In a rare maneuver, Schultz de-registered from the University of Wisconsin in late May triggering a 30-day window for the former Badger to sign with the Anaheim Ducks who made him the 43rd overall selection in the 2008 NHL draft. With the signing window in the rear view mirror, Schultz is in the unique position of being a 21-year-old unrestricted free agent.
He'll be an unbelievably attractive option for the remaining 29 teams after producing 40 goals, 73 assists and 113 points over the last three years in Wisconsin. Potentially even more attractive than his gaudy numbers is the fact the two-time All-WHCA First Teamer will be signing his entry level deal with a price sticker of just $925,000 per year.
A native of West Kelowna, British Columbia, Schultz will likely look to play north of the border, but if the Flyers can guarantee him a roster spot and entice him with performance bonuses, he'd be an awfully significant upgrade to the Flyers' defensive future.
The Flyers defense is in the midst of a transformation as a result of the expected long-term loss of Pronger.

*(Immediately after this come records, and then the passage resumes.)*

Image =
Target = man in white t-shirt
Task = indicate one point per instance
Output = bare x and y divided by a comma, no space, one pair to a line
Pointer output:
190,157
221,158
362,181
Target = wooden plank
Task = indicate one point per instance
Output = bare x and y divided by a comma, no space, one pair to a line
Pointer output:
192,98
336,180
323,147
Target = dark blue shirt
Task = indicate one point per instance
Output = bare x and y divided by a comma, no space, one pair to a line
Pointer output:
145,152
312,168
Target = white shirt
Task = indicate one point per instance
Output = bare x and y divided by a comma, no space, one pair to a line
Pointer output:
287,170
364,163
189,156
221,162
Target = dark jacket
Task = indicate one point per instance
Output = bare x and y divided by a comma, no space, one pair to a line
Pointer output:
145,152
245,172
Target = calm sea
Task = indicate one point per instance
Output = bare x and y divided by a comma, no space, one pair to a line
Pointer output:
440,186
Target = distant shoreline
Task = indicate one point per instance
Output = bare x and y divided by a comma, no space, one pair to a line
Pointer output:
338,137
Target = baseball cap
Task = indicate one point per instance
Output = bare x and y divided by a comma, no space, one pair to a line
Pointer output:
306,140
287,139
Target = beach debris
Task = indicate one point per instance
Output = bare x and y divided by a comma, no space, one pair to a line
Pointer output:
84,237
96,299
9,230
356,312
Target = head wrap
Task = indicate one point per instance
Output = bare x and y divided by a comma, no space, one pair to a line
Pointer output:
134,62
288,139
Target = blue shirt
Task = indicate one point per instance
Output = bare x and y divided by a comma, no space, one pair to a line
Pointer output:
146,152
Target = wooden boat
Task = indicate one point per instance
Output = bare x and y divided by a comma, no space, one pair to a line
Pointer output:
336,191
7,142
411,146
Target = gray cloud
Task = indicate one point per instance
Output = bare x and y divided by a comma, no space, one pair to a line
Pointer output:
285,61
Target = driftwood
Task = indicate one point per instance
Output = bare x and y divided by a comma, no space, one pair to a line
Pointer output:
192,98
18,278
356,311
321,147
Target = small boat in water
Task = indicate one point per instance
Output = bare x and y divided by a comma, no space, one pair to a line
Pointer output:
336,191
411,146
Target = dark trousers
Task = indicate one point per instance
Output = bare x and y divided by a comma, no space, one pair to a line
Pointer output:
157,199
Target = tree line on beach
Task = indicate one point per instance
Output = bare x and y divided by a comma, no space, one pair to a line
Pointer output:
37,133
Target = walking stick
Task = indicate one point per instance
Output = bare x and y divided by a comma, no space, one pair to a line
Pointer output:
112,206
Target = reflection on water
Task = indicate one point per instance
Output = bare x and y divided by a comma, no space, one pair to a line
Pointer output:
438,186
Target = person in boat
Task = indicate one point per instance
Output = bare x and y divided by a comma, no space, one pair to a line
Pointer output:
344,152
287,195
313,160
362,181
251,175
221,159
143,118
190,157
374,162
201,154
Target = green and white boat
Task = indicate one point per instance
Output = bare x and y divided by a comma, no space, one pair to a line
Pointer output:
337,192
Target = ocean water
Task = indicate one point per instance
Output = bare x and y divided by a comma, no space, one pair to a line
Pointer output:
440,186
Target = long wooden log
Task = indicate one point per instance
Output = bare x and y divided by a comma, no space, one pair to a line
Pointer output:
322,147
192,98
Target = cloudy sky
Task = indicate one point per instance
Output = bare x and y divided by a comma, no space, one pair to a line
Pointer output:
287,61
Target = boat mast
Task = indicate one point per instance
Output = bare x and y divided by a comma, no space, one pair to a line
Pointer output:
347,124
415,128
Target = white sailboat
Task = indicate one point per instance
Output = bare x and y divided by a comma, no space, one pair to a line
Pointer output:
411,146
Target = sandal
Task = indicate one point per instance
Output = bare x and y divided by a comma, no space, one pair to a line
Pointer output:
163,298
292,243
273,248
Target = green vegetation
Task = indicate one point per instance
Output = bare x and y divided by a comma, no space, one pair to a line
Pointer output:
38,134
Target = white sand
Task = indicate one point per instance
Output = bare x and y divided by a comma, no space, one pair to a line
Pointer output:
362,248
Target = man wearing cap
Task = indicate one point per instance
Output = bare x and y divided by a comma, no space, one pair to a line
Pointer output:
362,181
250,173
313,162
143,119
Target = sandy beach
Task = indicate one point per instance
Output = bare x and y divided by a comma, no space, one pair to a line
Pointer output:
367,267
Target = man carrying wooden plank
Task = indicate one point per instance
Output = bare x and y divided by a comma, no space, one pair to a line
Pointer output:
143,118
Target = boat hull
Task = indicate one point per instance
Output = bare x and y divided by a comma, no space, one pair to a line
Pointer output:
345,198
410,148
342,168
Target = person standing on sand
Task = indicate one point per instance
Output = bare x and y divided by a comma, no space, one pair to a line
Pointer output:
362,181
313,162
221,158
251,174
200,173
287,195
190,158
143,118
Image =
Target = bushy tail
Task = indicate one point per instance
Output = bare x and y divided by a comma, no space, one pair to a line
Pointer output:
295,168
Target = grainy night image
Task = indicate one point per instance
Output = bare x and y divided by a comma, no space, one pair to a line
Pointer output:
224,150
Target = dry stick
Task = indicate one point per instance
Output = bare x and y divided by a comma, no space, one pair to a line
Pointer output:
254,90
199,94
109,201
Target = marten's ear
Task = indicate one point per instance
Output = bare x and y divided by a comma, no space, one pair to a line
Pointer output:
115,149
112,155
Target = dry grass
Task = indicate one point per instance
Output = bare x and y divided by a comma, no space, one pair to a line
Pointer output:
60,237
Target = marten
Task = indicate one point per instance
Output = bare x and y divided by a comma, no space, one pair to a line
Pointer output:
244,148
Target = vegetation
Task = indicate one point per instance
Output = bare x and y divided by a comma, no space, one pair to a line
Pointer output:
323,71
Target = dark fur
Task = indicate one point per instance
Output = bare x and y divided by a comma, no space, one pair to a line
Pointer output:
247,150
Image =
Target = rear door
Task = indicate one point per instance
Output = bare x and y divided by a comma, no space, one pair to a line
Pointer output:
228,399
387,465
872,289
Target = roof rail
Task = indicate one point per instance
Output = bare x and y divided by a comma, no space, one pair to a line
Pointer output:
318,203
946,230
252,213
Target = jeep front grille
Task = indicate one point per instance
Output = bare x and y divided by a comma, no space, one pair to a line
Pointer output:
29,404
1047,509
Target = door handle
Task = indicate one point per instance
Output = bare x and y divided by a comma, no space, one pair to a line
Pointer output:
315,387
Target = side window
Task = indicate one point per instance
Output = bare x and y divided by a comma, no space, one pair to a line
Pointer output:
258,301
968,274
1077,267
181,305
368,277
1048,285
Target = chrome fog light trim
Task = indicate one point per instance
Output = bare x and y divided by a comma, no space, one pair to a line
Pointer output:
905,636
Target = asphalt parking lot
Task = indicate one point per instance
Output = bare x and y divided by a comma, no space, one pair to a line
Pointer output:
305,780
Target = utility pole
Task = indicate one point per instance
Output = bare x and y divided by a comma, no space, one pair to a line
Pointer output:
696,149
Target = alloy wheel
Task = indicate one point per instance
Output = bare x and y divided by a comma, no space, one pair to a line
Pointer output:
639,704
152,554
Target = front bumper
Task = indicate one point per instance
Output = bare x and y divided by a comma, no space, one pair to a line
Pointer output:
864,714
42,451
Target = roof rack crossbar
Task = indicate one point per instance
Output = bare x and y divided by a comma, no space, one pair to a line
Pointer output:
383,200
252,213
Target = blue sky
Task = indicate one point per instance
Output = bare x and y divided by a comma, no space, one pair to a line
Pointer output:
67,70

If there's one player who could single-handedly replace Pronger it's Weber.
He's the total package.
A 6'4", 235-pound defenseman who provides leadership and contributes offensively, Weber's combination of size and skill is an incredibly rare combination and one that would be a tremendous coup if the Flyers could work a deal for the seven-year NHL pro.
Weber is an on- and off-ice leader who could bring the snarl factor Philadelphia lost with the injury to Pronger.
With just one year remaining on a deal that pays him $7.5 million annually, Weber could only be acquired via trade. Nashville will likely only part ways with its captain for several high-end prospects and several draft picks, but it's not out of the realm of possibility.
If the Flyers are serious about winning the Stanley Cup, they need to make a serious run at acquiring Weber.